The popular generative AI model is having some problems, as outlined by Gary Marcus in his article here. The headlines to take away are that generative AI has no killer ‘digital agent’ app, boneheaded errors remain and hallucinations remain. Text without trust may be creative, but that lack of trust is the key reason gen-AI will be replaced with something better for the language-based, multi-modal interface.
The killer ‘digital agent’ app will come from Natural Language Understanding (NLU) plus generation (NLG), rather than Large Language Models (LLMs).
A quick walk through
Here’s an interaction using Microsoft’s Bing just now to illustrate the limitations of gen-AI, contrasted with NLU.
Is this the right answer?
In the human world, we would probably need to clarify what is meant before giving an answer. The name, ‘turing,’ could mean the great mathematician and theoretical computer designer, or it could mean one of potentially millions of others from his family or who share his name. If I chose a more common name, like ‘smith’, the answer should equally be clarified first.
In linguistics, the clarification of ‘referents’ is a part of discourse pragmatics that validates that we are on track with the same referent. It’s easy: “Turing-who?” or “Alan Turing?”
Let’s move on to the answer, and leave aside why it guessed who I was asking about.
LLM Limitation
The limitation in the rest of the answer would be addressed if the developer got, in addition to the text, its meaning!

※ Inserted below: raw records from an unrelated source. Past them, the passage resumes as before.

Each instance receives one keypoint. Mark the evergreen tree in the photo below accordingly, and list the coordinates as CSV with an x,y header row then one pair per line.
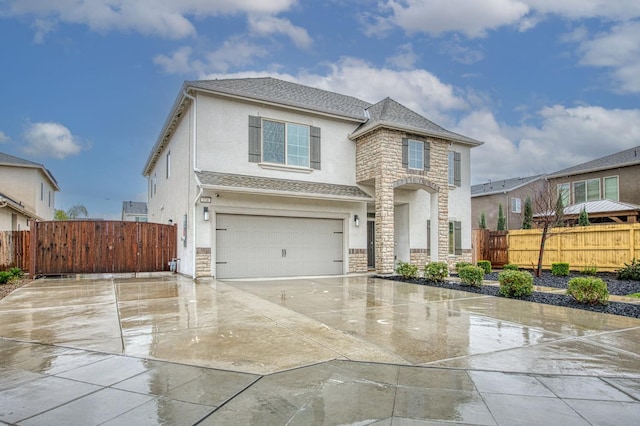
x,y
583,220
483,221
527,222
501,219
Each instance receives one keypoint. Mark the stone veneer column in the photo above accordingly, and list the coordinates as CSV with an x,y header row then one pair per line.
x,y
385,241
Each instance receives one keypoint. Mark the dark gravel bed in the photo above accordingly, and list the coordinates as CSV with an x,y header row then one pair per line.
x,y
617,287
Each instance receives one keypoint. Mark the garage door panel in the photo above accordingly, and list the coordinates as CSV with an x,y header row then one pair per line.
x,y
254,246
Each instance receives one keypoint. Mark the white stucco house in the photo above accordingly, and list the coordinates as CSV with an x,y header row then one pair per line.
x,y
27,192
265,177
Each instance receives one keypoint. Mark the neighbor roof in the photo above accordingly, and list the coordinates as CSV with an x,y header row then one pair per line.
x,y
244,183
628,157
10,160
501,186
272,90
389,113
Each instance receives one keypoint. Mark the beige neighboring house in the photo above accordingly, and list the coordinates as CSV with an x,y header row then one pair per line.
x,y
134,211
265,177
27,192
511,193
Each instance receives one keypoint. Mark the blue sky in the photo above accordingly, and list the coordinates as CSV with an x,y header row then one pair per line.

In this example, there is a LOT of text returned. You can imagine a use-case where just the answers are ideal, but here we would need to weed through the date he died, his full name, the fact of speculation of his death, the circumstantial evidence, and so on.
I’ve asked a polar (yes/no) question, and the best answer is probably, ‘I don’t know.’ Some claim he was murdered, some suggest an accident and some say suicide. In the answer above, the murder response is missing. The LLM trouble, that is surfaced here, is that copilot mentions it sometimes, but it didn’t this time. That’s not deterministic, and often not good if some corporate environment demands precision in response.
If my killer ‘digital agent’ app were some kind of corporate bot, you can imagine that the answer to my question could be extracted from the text returned, but that would be a problem of the same scale as the initial question! It begs for NLU! And the form to return to the developer could be some kind of labelled response, like a named entity form (NER), but what is the representation for ‘it could have been an accident?’
A killer ‘digital agent’ app should not only provide the meaning of the responses, but also a tool to generate that into a sentence in a selected target language. Not everyone wants to generate a representation of meaning into a language, but the developers I have met who are involved in bot creation want to control the bot’s response.
My reason for proposing the solutiozn is that it is the one my company created, but the point here is to explain what is involved in a more useful app. Future ‘digital agents’ will use meaning, rather than raw text, for that additional control desired.
Future multi-modal interactions with language will be driven from new science, to enable engineering, since it is sufficiently complex to warrant detailed analysis.
Just extract text for the correct answer
In terms of the made-up responses that are untrue (again, hallucinations), it is often suggested that systems simply need to extract text correctly from training data or some reference files.
That may work for many use-cases, such as where the comparison files are at some high level of trust, but in the real world, context allows for contradictions. As a result, systems like LLMs that are trained on massive and general data cannot reliably answer questions without adding context. Somewhere in the text of the internet, we see “Turing was murdered” and “Turing died of natural causes (maybe referencing his mother)” and “Turing committed suicide” and “Turing accidentally bit a poisoned apple and died.” Putting this contradictory information all together is a stated goal of NLU: machine reading comprehension.
The ideal analysis would look at each of those sentences and provide an answer in context that forms part of a representation to send through a programmed bot’s mechanism.
As they say, NLU is hard. But quite solvable with new symbolics systems, such as with the Deep Symbolics model whose foundation is theoretical brain science: Patom theory. It’s the future.